JF Ptak Science Books Quick Post
I'm reprinting this rare broadside in the interest of the medical history of WWI. It seems not to be anywhere (I can only find one copy in WorldCat, at the Countway Library at Harvard University) and I'm not finding any references to it, offhand. It is interesting and appealing, a no-nonsense approach to provoking necessary attention to creating and securing artificial limbs for wounded Canadian solders.
Canada of course joined the war effort against Germany on the same day as Great Britain, about two and a half years before the U.S. declared war. In all more than 61,000 Canadian soldiers were killed during the war, as well as 172,000 wounded--the U.S. in contrast lost 126,000 killed and 204,000 wounded. Similar numbers, in a way, except that the U.S. had more than ten times the population, 92 million versus 7.2 mullion in Canada. The 172k wounded coming home in Canada would've been like 2.3 million returning to the U.S. (a number larger than the 2.09 million returning wounded in all of the British Empire). All that said: 230,000 killed and wounded in a population of 7/2 million is considerable.

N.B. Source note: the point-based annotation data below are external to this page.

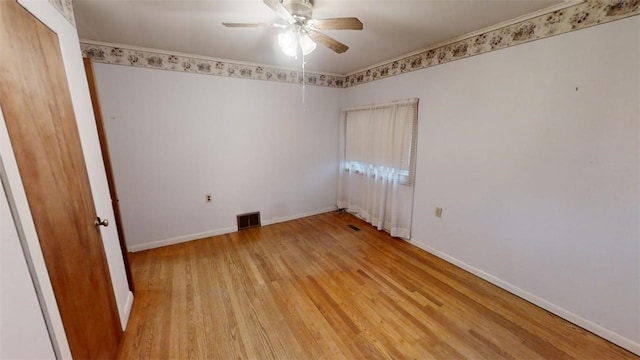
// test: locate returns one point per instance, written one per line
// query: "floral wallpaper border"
(587, 14)
(583, 15)
(65, 8)
(156, 60)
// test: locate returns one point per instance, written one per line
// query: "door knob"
(103, 222)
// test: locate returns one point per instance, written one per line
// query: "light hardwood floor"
(314, 288)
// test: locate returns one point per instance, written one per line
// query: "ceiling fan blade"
(328, 41)
(338, 24)
(248, 24)
(277, 6)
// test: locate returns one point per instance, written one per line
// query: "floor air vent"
(248, 220)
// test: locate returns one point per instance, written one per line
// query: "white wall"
(253, 145)
(72, 58)
(533, 153)
(23, 332)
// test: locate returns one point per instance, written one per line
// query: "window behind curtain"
(383, 136)
(378, 165)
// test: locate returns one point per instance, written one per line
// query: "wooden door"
(106, 157)
(40, 120)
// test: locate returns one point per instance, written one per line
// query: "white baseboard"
(180, 239)
(185, 238)
(299, 216)
(589, 325)
(127, 311)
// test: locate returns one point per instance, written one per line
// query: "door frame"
(30, 244)
(72, 59)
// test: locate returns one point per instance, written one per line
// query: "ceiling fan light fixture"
(306, 44)
(291, 40)
(288, 42)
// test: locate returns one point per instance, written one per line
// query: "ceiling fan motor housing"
(301, 8)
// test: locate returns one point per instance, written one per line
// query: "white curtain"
(377, 170)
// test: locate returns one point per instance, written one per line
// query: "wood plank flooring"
(313, 288)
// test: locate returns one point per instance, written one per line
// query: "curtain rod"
(373, 106)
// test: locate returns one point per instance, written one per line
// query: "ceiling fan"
(302, 28)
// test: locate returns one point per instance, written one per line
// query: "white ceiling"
(391, 28)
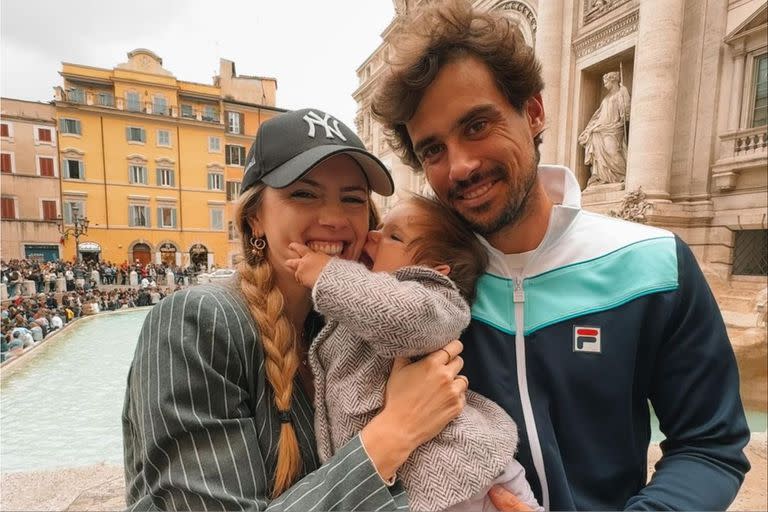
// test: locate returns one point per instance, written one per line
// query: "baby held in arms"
(408, 298)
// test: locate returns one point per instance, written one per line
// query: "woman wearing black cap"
(218, 408)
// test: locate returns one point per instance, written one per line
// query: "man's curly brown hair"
(439, 33)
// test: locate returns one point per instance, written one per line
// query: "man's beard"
(517, 200)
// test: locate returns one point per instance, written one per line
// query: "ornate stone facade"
(697, 154)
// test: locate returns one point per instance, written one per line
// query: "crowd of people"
(88, 274)
(28, 319)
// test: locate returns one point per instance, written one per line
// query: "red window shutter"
(7, 211)
(49, 210)
(5, 162)
(46, 166)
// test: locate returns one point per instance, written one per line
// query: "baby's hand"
(308, 265)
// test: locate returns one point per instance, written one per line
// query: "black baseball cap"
(289, 145)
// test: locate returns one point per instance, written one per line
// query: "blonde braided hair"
(278, 337)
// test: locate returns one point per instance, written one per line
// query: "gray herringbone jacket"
(371, 318)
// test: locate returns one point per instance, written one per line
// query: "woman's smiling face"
(326, 210)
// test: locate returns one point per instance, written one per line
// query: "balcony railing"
(208, 115)
(739, 150)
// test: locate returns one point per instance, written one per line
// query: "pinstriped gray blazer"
(200, 429)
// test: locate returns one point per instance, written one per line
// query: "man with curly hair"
(581, 320)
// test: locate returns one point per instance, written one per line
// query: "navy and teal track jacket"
(606, 317)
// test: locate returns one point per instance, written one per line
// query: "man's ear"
(534, 110)
(443, 269)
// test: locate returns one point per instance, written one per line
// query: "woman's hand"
(420, 400)
(505, 501)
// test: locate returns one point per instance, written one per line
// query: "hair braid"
(278, 338)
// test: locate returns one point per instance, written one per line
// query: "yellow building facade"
(146, 158)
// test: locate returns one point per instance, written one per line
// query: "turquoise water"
(63, 407)
(757, 420)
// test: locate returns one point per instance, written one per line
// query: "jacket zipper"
(518, 294)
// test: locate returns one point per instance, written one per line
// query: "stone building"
(697, 130)
(29, 181)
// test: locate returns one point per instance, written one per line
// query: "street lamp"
(80, 228)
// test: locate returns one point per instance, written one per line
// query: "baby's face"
(387, 248)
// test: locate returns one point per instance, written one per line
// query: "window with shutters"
(76, 95)
(74, 169)
(232, 231)
(235, 122)
(70, 127)
(166, 217)
(46, 166)
(6, 162)
(71, 209)
(235, 155)
(137, 174)
(160, 105)
(210, 114)
(760, 87)
(132, 101)
(105, 99)
(49, 209)
(165, 177)
(164, 138)
(8, 208)
(138, 215)
(217, 219)
(187, 111)
(215, 181)
(135, 134)
(44, 135)
(233, 190)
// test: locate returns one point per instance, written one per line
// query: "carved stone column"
(737, 89)
(654, 95)
(549, 47)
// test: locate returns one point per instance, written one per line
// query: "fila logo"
(313, 119)
(586, 339)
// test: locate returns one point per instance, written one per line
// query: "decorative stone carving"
(633, 207)
(610, 33)
(605, 136)
(594, 9)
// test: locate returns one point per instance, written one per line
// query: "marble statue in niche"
(605, 136)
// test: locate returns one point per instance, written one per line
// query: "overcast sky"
(312, 47)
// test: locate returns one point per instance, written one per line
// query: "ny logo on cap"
(313, 119)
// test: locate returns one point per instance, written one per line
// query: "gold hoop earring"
(258, 244)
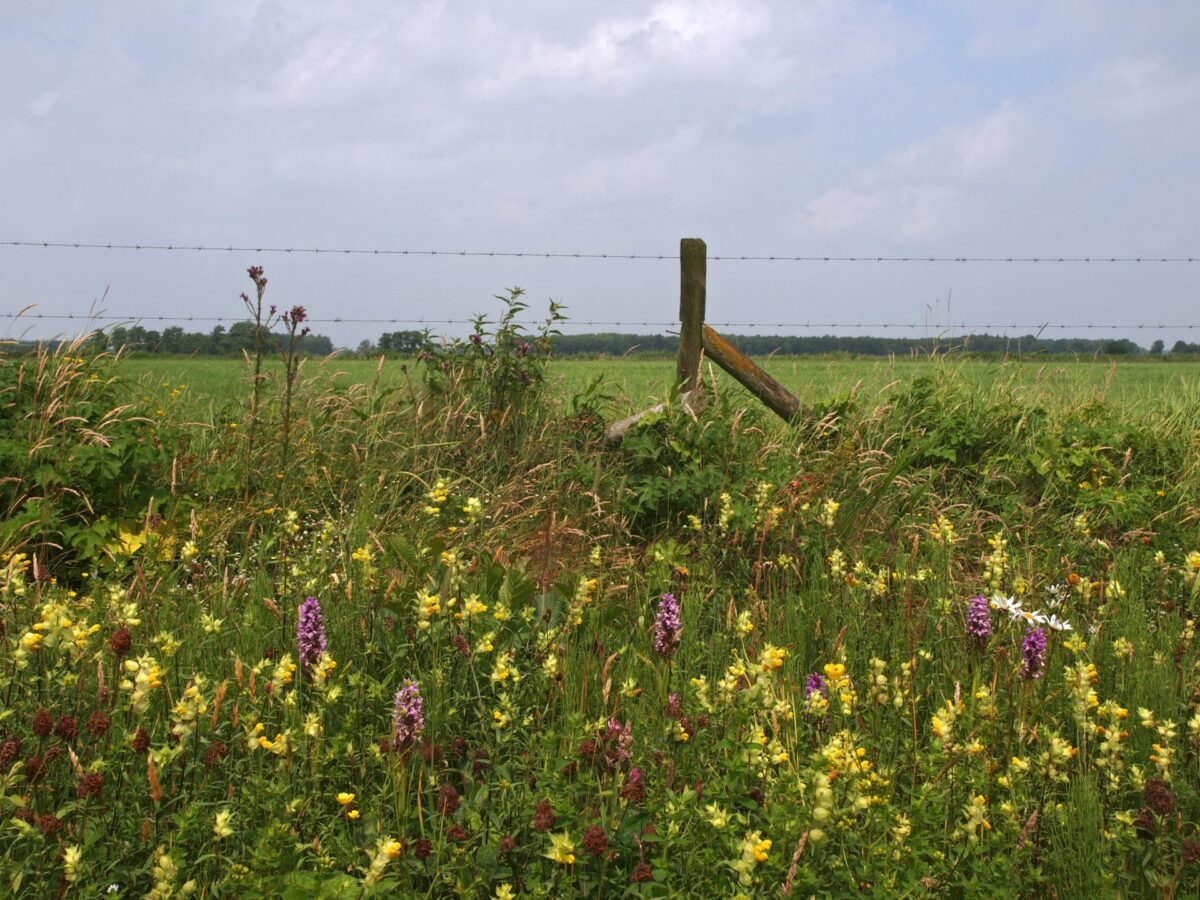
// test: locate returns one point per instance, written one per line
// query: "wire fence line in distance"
(1048, 258)
(595, 323)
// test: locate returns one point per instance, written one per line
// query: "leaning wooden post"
(693, 277)
(754, 379)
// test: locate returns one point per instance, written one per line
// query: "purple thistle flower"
(618, 744)
(1033, 653)
(814, 684)
(310, 633)
(978, 619)
(407, 717)
(666, 625)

This broadside discusses the Military Hospital Commission and the Orthopedic Hospital, and how its address (Yonge Street) could be renamed "Crutched Soldiers", and that "was a title of honor, not reproach" and a "spur to bravery". There is a discussion of Canadian legs versus English legs, leg weights, and such. Of high interest for me, though was the discussion of "two kinds of motorist"--one who always stops and gives a ride to a wounded soldier in the vicinity of the hospital, and the other, who doesn't. The writer of the broadside clearly has no use for the later.